Industry or Holy Vocation? When Shehitah and Kashrut Entered the Public Sphere in the United States during the Age of Reform

Independent Scholar, Fayetteville, NC 28306, USA
Received: 24 August 2018 / Revised: 18 September 2018 / Accepted: 26 September 2018 / Published: 30 September 2018
(This article belongs to the Special Issue The Jewish Experience in America)
Full-Text   |   PDF [222 KB, uploaded 30 September 2018]
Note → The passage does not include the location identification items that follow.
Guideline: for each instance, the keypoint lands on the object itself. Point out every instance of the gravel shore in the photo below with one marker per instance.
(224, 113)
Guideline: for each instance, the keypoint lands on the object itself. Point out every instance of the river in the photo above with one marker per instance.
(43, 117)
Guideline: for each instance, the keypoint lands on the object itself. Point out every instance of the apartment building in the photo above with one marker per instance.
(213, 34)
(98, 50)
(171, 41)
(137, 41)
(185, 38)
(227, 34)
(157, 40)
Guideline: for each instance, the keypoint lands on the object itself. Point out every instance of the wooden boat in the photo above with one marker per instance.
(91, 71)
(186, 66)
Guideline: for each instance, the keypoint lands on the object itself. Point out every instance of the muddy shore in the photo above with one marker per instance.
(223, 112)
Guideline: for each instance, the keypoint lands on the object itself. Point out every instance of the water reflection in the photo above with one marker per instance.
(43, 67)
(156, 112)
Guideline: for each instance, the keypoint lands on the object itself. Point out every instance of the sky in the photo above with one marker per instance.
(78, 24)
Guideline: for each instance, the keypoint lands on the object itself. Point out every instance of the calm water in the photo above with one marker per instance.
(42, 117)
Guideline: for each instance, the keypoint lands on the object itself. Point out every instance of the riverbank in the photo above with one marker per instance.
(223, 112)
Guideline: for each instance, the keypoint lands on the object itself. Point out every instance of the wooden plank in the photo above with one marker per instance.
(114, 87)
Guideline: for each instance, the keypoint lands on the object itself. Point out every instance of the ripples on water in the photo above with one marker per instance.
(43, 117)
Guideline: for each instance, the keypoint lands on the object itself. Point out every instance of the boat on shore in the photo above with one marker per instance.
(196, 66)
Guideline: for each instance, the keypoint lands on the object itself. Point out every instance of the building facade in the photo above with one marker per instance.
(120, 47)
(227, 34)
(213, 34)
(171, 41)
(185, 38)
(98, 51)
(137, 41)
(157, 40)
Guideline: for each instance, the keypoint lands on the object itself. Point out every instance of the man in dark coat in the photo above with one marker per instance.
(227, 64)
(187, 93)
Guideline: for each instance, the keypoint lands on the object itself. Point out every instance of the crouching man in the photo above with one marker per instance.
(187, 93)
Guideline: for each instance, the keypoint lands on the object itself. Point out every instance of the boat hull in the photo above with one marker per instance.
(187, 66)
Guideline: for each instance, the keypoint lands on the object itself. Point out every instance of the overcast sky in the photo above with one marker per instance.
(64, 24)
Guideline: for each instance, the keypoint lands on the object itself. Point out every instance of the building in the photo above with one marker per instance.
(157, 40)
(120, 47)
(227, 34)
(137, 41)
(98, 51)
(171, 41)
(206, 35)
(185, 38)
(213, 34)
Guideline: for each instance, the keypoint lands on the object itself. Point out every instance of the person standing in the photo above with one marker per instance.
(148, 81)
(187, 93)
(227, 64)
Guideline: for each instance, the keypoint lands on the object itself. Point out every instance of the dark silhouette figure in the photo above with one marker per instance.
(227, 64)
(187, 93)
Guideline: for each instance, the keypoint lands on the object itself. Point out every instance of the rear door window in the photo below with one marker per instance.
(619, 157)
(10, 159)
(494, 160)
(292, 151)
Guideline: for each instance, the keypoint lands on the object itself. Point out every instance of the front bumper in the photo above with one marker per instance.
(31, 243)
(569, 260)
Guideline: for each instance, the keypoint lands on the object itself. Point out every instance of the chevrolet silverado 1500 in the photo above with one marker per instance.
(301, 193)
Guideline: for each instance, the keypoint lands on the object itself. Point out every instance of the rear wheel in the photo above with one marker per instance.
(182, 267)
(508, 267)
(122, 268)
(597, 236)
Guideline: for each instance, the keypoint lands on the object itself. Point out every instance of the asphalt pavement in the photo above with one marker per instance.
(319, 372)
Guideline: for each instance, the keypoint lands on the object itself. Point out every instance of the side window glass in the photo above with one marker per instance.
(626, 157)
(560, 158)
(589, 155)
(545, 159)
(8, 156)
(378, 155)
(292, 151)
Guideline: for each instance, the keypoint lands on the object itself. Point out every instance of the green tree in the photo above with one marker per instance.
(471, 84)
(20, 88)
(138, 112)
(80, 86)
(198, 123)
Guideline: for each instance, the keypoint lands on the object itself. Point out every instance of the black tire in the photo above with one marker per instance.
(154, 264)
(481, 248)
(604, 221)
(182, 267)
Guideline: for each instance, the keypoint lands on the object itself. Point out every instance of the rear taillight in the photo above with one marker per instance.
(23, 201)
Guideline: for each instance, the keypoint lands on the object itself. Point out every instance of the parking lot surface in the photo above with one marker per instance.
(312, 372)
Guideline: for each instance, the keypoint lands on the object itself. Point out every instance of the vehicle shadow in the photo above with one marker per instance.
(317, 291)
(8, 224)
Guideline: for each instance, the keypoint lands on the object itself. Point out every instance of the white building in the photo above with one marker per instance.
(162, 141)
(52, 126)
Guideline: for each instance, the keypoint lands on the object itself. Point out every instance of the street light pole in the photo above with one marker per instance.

Long before the Agriprocessors scandal, the question of whether secular law and social concerns should shape the halakhah surrounding kosher meat production has been a live issue in the United States. In the 1890s, a critical mass of Orthodox Jewish immigrants gave rise to a more commercialized kosher meat industry, which raised the question of how much rabbinic legislation concerning kashrut could stay untouched by civil or union regulation. Although there has been plenty written about the regulatory roles of unions and government regulation in the kosher meat industry from the Progressive Era to the New Deal, the purpose of this essay will be to examine the responses of Orthodox rabbinic leaders in America to these developments. It will also focus on the role of non-Jewish legislation in creating greater uniformity of kashrut standards, as well as, ironically a more insular focus on the letter of the law, sometimes at the expense of civil legal concerns. Finally, it will examine how separation of religion and state created the system of kosher certification that emerged during the early twentieth century. View Full-Text
Keywords: kashrut; halakhah kosher slaughter; regulation; Judaism; kosher kashrut; halakhah kosher slaughter; regulation; Judaism; kosher
This is an open access article distributed under the Creative Commons Attribution License which permits unrestricted use, distribution, and reproduction in any medium, provided the original work is properly cited (CC BY 4.0).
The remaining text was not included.